The big barn, scene of so many celebrations in the past, was decorated for the wedding breakfast with garlands of greenery which had remained in place since Twelfth Night. The floor had been swept and strewn with clean herbs and fragrant dried lavender and trestle tables were set up against the walls.

The top table, where the bride and groom were seated, was groaning with wedding fare. Though food was scarce in January, the larders had been raided for salted beef and cured ham, and dried mackerel was served with a delicious sauce of creamed leeks. There were baked turnips and sweet parsnips in abundance and for those who still felt hungry, two different kinds of bread with the best salted butter and plenty of cheese.

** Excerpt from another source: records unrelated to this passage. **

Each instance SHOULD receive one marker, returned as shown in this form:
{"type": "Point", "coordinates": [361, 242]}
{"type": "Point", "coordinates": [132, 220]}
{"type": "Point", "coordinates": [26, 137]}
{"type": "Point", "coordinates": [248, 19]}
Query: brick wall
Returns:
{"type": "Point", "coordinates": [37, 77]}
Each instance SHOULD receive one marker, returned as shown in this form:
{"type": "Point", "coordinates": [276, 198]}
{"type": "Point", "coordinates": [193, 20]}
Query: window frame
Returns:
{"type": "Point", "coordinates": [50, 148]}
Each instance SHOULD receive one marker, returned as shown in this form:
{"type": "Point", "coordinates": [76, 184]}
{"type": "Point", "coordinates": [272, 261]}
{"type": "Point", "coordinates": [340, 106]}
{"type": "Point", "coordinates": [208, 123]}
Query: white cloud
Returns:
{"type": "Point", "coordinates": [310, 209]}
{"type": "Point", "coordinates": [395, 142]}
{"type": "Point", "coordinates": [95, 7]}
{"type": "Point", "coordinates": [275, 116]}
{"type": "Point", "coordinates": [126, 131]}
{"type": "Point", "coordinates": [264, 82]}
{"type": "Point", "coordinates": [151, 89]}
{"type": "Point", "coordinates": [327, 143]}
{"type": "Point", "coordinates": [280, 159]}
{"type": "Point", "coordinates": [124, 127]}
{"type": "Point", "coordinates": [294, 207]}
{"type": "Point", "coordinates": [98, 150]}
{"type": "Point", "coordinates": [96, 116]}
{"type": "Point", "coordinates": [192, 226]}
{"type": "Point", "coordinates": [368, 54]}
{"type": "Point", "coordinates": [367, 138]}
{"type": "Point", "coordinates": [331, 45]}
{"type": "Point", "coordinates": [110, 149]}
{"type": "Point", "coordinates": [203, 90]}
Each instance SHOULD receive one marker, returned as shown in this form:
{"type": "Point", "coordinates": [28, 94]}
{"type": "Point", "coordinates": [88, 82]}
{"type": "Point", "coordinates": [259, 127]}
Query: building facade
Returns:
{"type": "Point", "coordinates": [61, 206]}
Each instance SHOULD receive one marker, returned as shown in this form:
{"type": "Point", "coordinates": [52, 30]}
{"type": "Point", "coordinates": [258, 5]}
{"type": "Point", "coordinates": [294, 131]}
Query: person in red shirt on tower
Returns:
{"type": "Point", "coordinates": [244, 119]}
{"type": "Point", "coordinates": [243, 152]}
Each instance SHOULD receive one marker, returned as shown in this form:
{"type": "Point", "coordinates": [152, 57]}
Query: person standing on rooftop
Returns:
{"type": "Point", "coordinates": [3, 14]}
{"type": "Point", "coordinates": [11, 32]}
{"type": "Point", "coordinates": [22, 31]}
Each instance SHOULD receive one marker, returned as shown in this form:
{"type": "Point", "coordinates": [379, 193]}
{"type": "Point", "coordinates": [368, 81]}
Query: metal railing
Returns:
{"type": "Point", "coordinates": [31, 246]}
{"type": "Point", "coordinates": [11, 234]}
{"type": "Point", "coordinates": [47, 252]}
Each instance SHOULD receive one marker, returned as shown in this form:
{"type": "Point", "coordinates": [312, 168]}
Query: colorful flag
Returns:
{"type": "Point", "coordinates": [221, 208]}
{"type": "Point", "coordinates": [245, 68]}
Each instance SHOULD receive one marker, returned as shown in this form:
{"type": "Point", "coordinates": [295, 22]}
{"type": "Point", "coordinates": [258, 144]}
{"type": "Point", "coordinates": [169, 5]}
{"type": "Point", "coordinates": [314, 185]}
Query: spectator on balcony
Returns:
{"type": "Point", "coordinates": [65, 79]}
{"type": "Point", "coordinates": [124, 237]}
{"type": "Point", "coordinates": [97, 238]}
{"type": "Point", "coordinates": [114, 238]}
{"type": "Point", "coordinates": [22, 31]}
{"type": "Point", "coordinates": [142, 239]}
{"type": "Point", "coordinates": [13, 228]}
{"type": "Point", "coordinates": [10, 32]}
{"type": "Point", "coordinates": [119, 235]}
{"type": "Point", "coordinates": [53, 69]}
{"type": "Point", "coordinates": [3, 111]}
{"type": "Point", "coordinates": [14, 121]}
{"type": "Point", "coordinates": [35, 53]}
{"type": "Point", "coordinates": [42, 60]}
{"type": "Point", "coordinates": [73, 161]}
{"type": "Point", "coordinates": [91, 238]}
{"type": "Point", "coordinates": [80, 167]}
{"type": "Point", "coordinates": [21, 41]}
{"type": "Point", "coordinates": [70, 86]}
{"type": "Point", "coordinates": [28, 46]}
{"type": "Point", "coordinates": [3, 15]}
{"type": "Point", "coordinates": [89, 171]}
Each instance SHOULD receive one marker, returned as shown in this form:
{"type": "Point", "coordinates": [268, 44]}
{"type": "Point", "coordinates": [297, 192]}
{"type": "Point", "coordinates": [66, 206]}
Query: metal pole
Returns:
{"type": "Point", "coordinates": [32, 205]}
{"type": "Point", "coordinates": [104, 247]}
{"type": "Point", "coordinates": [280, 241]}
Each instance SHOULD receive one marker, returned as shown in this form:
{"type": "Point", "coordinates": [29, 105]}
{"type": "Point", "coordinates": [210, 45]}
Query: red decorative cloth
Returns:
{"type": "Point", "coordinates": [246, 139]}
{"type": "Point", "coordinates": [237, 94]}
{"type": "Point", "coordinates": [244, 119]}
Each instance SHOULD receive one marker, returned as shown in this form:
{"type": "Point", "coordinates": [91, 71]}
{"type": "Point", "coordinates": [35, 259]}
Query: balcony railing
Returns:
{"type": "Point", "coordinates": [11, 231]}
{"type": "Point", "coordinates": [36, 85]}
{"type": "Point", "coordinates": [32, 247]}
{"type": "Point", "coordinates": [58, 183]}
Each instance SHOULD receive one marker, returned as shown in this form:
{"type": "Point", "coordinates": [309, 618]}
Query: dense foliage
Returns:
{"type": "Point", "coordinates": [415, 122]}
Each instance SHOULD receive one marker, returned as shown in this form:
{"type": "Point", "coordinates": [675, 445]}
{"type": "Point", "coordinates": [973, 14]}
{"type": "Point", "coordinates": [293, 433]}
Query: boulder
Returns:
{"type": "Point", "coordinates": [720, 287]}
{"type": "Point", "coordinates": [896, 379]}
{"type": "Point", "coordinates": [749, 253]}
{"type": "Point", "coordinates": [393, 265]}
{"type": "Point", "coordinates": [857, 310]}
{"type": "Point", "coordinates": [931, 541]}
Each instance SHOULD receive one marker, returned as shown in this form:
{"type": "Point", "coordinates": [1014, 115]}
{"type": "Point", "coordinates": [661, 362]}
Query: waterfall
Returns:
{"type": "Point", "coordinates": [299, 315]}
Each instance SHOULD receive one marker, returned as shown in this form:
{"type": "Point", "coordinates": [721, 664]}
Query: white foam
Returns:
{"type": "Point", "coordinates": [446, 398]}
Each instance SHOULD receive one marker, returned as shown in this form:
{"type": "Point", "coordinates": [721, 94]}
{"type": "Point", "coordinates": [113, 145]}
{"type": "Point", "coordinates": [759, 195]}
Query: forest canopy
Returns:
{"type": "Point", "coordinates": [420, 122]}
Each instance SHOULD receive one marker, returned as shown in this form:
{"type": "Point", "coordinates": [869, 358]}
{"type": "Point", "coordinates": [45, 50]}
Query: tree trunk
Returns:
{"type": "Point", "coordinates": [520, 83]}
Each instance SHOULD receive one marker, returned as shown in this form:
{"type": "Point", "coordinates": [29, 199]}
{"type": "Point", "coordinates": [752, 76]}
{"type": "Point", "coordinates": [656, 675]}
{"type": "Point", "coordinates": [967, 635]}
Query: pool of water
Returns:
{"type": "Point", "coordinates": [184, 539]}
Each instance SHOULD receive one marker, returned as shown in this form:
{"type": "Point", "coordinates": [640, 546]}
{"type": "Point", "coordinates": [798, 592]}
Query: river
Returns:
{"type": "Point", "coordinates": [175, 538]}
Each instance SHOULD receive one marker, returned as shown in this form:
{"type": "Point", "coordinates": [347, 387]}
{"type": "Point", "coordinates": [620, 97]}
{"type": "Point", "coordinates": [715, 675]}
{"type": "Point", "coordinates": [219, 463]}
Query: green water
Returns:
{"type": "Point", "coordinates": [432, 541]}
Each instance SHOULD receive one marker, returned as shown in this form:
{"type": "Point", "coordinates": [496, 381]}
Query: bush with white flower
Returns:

Ale was flowing and tongues were loosening while two fiddlers and a piper began to tune up their instruments. Then a tabor player started beating out a rhythm as a sign for the groom to lead his bride and their guests in the dance. William helped Jenna to her feet, but just before they took to the floor he turned back to the table, lifted his goblet of Lamb’s Wool and gazed over the rim of it into his new wife’s sparkling eyes.

‘This is very like the moment when I first fell in love with you,’ he said, proffering the goblet so that she could drink from the other side of it and share the toast.

‘Ah,’ said Jenna, ‘yes. Mind you, I was very busy at the time, falling in love with a king.’

His eyebrows furrowed for a brief moment then he smiled. ‘You and your royal connections,’ he said. ‘I trust you mean the King of the Bean?’

‘Of course. Who else?

They had been so immersed in their conversation, they failed to notice that the music hadn’t started and the barn had become oddly hushed.

‘Jenna!’ Kitty’s urgent shaking of her arm brought Jenna back to earth and she looked round.

‘There!’ Kitty whispered dramatically, with a jerk of her head.

The door had opened to admit a new group of people, some half dozen in all, not wedding guests, at least no one who had been officially invited as far as Jenna could see. She scanned their faces with a frown until...

‘Your Grace!’ she said, nearly dropping the goblet. William took it from her, muttering something under his breath as he set it down on the table behind him. Eleanor Cobham was walking towards them with a small, regretful smile on her face.

‘I’m afraid you can’t call me by that title any more,’ she said. ‘I’m not allowed to use it.’

‘I’m ... my Lady, I’m ... I’m not sure what to say. I had heard that you ... that...’

Eleanor, well aware of the stir her arrival had caused, stopped in front of them. Two guards and a group of three women positioned themselves behind her.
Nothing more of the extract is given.